Depuis les historiens grecs et romains, on n’a pas cessé de publier des écrits sur les vins ; et, si nous considérons que cette boisson est une des branches de commerce les plus considérables de l’Europe, en même tems qu’elle fait la principale source de la richesse de plusieurs nations situées sous divers climats, nous serons moins étonnés du grand nombre d’écrits publiés sur ce sujet, que de la foiblesse avec laquelle on a traité une matière si intéressante. J’avoue que j’ai été frappé moi-même de cet excès de médiocrité ; et j’ai cru en trouver la cause dans la fureur qu’ont eu presque tous les auteurs de ne voir jamais qu’un pays, qu’un climat, qu’une culture ; et de prétendre convertir en principe général ce qui n’est souvent qu’un procédé essentiellement dépendant d’une localité.

D’un autre côté, la science qui devoit perfectionner les arts, en les éclairant, n’existoit pas encore ; la théorie de la fermentation, l’analyse des vins, l’influence des climats, n’étoient pas rigoureusement calculées ; et c’est néanmoins à ces connoissances que nous devons les principes invariables qui doivent assurer les pas de l’agriculteur dans les procédés de la vinification ; c’est à elles seules que nous devons cette langue scientifique à l’aide de laquelle tous les hommes, tous les pays, comuniquent entr’eux.

Il me paroît que dans l’art de fabriquer le vin, comme dans tous ceux qui doivent être éclairés par les vérités fondamentales de la physique, on doit commencer par connoître parfaitement la nature de la matière même qui fait la base de l’opération, et calculer ensuite avec précision l’influence qu’exercent sur elle les divers agens qui sont successivement employés.
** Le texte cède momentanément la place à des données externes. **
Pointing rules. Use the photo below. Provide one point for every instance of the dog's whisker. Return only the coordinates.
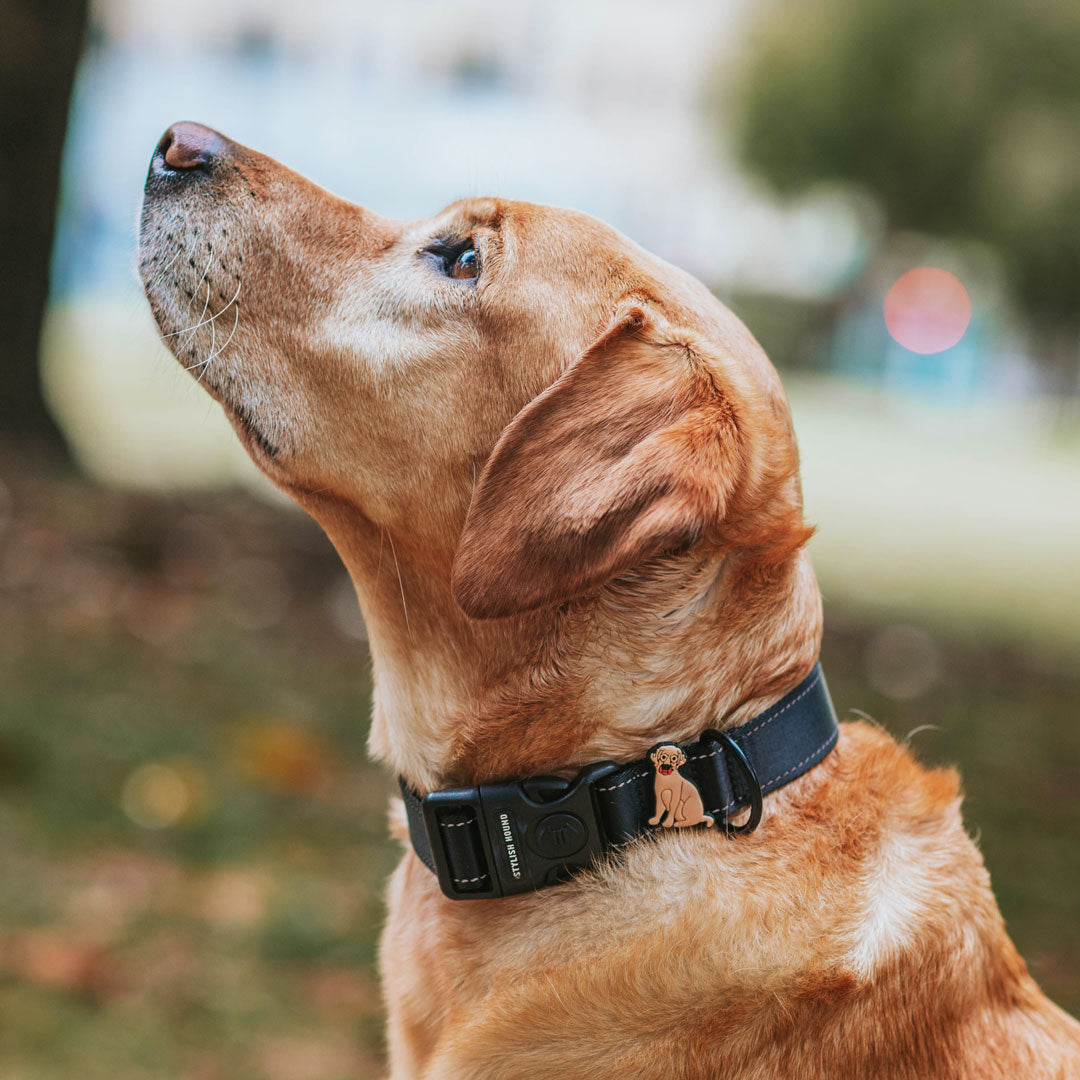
(202, 315)
(401, 585)
(208, 321)
(217, 352)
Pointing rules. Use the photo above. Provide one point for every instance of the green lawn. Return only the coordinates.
(192, 841)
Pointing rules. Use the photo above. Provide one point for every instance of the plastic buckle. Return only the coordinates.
(532, 833)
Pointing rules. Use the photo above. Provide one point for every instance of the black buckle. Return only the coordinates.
(736, 753)
(531, 833)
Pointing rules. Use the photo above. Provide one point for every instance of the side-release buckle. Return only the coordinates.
(529, 833)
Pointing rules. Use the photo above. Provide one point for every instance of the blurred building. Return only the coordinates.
(404, 107)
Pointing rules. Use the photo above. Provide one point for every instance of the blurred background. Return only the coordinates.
(192, 844)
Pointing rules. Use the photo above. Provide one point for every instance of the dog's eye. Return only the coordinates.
(467, 265)
(456, 258)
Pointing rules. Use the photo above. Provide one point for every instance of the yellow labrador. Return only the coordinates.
(564, 480)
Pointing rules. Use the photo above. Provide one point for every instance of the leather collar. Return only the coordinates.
(512, 836)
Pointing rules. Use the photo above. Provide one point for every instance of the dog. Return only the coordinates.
(678, 800)
(564, 480)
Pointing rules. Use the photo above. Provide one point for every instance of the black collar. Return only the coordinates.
(516, 835)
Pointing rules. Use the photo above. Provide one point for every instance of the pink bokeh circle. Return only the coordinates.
(927, 310)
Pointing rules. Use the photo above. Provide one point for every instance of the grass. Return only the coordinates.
(193, 841)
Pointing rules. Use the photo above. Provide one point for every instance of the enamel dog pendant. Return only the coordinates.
(678, 800)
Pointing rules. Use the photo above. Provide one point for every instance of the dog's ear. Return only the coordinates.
(634, 450)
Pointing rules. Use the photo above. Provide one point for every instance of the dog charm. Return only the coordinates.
(678, 800)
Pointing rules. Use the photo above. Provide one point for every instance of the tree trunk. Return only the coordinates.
(40, 41)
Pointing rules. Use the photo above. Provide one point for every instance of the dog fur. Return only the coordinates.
(567, 494)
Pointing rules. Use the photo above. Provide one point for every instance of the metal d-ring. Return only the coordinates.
(753, 785)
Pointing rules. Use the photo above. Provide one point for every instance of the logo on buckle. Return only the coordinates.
(678, 800)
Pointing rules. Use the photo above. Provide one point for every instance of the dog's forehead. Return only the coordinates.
(558, 229)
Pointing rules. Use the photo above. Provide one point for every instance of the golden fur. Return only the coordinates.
(567, 494)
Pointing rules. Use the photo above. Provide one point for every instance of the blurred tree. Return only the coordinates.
(40, 41)
(960, 117)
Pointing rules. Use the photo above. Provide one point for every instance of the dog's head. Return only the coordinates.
(667, 759)
(520, 391)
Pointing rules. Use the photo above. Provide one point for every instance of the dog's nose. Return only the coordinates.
(187, 146)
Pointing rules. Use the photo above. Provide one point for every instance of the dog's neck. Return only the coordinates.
(686, 644)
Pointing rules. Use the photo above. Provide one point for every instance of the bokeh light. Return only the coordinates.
(927, 310)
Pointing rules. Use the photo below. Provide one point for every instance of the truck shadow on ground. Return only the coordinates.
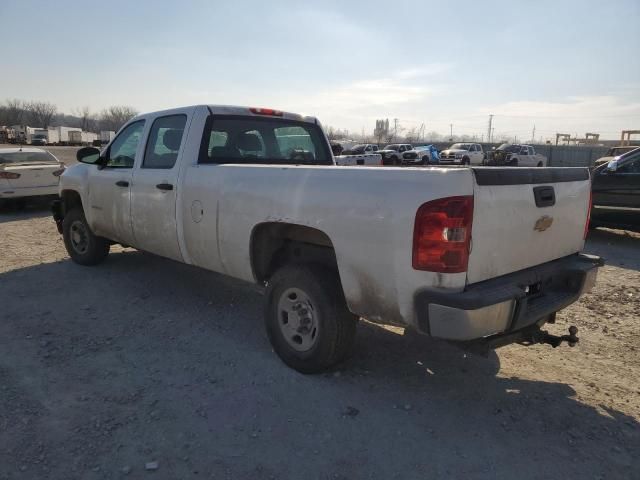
(618, 247)
(142, 358)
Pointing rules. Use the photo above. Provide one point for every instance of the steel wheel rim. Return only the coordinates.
(297, 320)
(79, 237)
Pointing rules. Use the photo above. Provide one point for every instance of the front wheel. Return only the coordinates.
(83, 246)
(307, 319)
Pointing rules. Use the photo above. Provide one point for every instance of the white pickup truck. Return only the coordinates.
(481, 256)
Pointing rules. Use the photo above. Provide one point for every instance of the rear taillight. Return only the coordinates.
(9, 175)
(266, 111)
(586, 225)
(442, 235)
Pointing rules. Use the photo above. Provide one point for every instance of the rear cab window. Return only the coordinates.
(164, 142)
(256, 140)
(122, 152)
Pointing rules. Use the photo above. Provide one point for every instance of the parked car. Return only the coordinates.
(361, 149)
(515, 155)
(616, 193)
(365, 159)
(28, 172)
(214, 187)
(463, 154)
(614, 152)
(394, 154)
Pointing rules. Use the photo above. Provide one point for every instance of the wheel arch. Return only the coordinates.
(71, 199)
(274, 244)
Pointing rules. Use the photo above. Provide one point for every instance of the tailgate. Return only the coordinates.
(40, 175)
(524, 217)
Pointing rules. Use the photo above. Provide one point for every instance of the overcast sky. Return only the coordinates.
(569, 66)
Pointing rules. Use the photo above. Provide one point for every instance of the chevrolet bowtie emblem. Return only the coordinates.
(543, 223)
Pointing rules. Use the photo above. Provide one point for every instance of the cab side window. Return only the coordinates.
(164, 142)
(122, 151)
(630, 167)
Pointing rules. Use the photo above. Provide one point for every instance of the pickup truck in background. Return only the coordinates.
(616, 193)
(463, 154)
(479, 256)
(614, 152)
(513, 155)
(394, 154)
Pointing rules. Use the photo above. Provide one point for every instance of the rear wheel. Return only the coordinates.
(83, 246)
(307, 319)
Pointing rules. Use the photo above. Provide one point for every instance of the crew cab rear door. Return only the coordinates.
(524, 217)
(155, 184)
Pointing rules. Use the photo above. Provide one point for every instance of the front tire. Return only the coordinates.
(83, 246)
(307, 319)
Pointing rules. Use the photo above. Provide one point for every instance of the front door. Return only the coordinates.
(155, 182)
(109, 213)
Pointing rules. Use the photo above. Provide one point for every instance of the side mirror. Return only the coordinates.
(90, 155)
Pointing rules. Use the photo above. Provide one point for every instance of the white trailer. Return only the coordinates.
(53, 136)
(75, 137)
(89, 137)
(64, 134)
(106, 136)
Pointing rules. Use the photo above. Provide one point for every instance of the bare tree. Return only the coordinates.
(87, 120)
(114, 117)
(41, 113)
(14, 111)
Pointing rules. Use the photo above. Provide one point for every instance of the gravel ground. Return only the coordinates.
(106, 370)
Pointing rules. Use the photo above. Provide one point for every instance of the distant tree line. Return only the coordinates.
(45, 114)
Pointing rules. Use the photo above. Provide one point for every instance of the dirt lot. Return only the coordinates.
(141, 359)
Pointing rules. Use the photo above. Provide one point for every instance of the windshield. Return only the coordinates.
(627, 153)
(509, 148)
(235, 139)
(460, 146)
(27, 157)
(358, 148)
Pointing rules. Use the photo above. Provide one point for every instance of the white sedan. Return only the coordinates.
(28, 172)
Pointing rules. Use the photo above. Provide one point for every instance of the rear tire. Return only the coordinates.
(307, 319)
(83, 246)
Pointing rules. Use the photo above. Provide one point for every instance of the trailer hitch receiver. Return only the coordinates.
(542, 336)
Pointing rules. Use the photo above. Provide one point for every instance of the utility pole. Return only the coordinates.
(489, 129)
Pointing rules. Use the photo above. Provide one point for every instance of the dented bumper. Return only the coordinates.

Alors on se fait des principes généraux qui dérivent de la nature bien approfondie du sujet ; et l’action variée du sol, du climat, des saisons, de la culture, les variétés apportées dans les procédés des manipulations, l’influence marquée des températures, etc., tout vient s’établir sur ces bases. Ainsi je n’irai pas proposer aux agriculteurs du midi les procédés de culture et les méthodes de vinification pratiquées dans le nord ; mais je déduirai de la différence des climats la cause de la différence que présentent les raisins sur ces divers points ; et la nature bien connue des raisins de chaque pays me fera sentir la nécessité d’en varier la fermentation.